3️⃣ Patch Validation: This is a multi-step workflow comprising:

Reproducer generation: Based on the issue description, AGENTLESS generates a test to reproduce the issue and verify fixes.
Regression test identification: From all passing tests in the original repo, AGENTLESS identifies those that should not be affected by the patch.
Patch filtering: Regression tests are run to retain patches with minimal failures. Reproduction tests are then applied to confirm issue resolution. If no patches succeed, the results of this step are ignored.
Patch ranking: Normalized patches (via AST operations) are ranked using majority voting, with the most frequent patch selected.

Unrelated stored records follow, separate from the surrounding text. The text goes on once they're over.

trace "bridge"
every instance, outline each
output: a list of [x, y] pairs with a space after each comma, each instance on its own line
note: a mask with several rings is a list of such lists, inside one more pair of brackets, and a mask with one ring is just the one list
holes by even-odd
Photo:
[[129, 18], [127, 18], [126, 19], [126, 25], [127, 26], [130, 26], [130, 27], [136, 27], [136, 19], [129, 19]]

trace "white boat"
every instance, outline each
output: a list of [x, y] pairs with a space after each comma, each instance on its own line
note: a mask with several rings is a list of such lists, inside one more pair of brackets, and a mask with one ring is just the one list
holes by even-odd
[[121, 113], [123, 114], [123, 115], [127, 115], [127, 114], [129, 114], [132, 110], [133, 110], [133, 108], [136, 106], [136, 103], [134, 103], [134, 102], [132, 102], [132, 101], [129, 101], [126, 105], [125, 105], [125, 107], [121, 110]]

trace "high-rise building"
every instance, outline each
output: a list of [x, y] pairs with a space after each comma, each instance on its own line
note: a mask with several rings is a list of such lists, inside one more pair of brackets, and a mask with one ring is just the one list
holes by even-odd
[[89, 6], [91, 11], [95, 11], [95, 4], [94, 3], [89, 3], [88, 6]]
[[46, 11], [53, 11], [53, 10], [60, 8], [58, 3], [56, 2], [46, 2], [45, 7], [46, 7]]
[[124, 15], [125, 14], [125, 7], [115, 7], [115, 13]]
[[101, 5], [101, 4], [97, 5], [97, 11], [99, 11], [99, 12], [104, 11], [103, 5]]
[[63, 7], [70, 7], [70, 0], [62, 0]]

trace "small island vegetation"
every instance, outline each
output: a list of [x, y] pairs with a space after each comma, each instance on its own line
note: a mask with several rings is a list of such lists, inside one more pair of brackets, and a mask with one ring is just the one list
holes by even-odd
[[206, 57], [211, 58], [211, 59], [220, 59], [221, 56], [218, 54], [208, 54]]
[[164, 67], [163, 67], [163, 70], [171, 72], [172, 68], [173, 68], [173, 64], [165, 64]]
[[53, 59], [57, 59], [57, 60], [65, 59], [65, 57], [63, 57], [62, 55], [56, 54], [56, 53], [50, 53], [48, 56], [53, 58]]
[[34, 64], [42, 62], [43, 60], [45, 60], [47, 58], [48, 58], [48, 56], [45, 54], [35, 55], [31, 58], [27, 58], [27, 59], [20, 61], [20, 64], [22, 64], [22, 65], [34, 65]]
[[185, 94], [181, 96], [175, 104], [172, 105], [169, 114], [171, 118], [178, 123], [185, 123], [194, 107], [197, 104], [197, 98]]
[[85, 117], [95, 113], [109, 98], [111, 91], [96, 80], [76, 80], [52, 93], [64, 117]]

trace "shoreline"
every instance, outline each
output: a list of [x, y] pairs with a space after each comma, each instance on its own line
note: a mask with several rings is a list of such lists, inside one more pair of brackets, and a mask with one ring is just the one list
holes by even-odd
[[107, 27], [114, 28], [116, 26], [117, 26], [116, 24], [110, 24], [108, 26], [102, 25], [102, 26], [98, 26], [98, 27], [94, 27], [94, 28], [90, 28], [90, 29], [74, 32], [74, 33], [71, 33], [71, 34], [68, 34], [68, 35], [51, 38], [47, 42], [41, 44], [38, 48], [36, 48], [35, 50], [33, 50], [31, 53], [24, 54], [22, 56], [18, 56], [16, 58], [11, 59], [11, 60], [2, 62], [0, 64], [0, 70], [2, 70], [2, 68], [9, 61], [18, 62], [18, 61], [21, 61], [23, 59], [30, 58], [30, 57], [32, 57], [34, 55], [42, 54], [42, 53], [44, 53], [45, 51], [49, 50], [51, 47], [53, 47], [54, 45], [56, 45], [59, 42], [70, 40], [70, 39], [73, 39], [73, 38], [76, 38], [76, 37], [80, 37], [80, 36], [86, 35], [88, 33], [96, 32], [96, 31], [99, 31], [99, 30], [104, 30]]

This approach avoids reliance on tool-calling and decision-making capabilities of the LLM, reducing demands on its performance.

The Results 🚀

Compared to 26 open- and closed-source systems on the SWE-lite benchmark, AGENTLESS:

✅ Outperforms all open-source baselines and many closed-source systems for correct patches.

✅ Costs a mere $0.70 per issue, significantly lower than agent-based approaches.

✅ Simplifies workflows, showing that complexity isn’t always necessary.

The authors’ ablation study also reveals some interesting insights:

Splitting patch locations across prompts performs better than merging them, even if localization suffers slightly.
Reproduction tests play a surprisingly large role in patch selection.

In their analysis of SWE-lite, the authors identified notable challenges with the dataset itself:

Around 10% of issues in the dataset lack sufficient information to perform the task.
5% of issues contain misleading solution steps in their descriptions.

To address these challenges, the authors created a filtered subset of SWE-lite, removing issues with misleading solutions, insufficient information, or those containing the exact patch. This adjustment excluded 51 problems, but interestingly, the rankings of different approaches remained largely unchanged.

My Thoughts 💭

This paper serves as an important reminder to start with simple solutions and see how far they can go before resorting to the “fancy, shiny, new thing.” Over-engineering may not always fit the task at hand, and AGENTLESS proves that simplicity can yield competitive results.

One aspect of the system that stands out is file localization, which relies heavily on filenames. This approach assumes the LLM has pre-training knowledge about the codebase, which might work well for open-source projects but could perform worse on internal or proprietary codebases. To address this, why not generate function/class summaries for suspicious files to give the LLM more context?

The ablation study showing that taking a performance hit in localization can actually improve overall outcomes is intriguing. Specifically, splitting patch locations across prompts, even at the cost of reduced localization accuracy, leads to better patch generation. However, the explanation that “LLMs get confused with too much context” feels a bit vague. It would be great to see more experiments digging deeper into this phenomenon.

The impact of reproduction test cases on patch selection is both logical and surprising. While it makes sense that these tests help identify the best patches, the magnitude of their influence was very surprising to me.

Lastly, I’m not entirely convinced by the dataset adjustments the authors made to SWE-lite. While improving ground truth and result verification is always valuable, handling insufficient or misleading information should be part of the system’s real-world applicability. In practice, developers may provide incomplete or incorrect bug reports. A robust system should detect and ignore misleading solution steps, flag insufficient information, and offer meaningful feedback. These are critical challenges for any system designed for real-world use and shouldn’t be sidestepped through dataset filtering.

Overall, this paper raises important questions about the trade-offs between simplicity and complexity in LLM-powered systems, and it highlights opportunities for further improvement in handling real-world scenarios.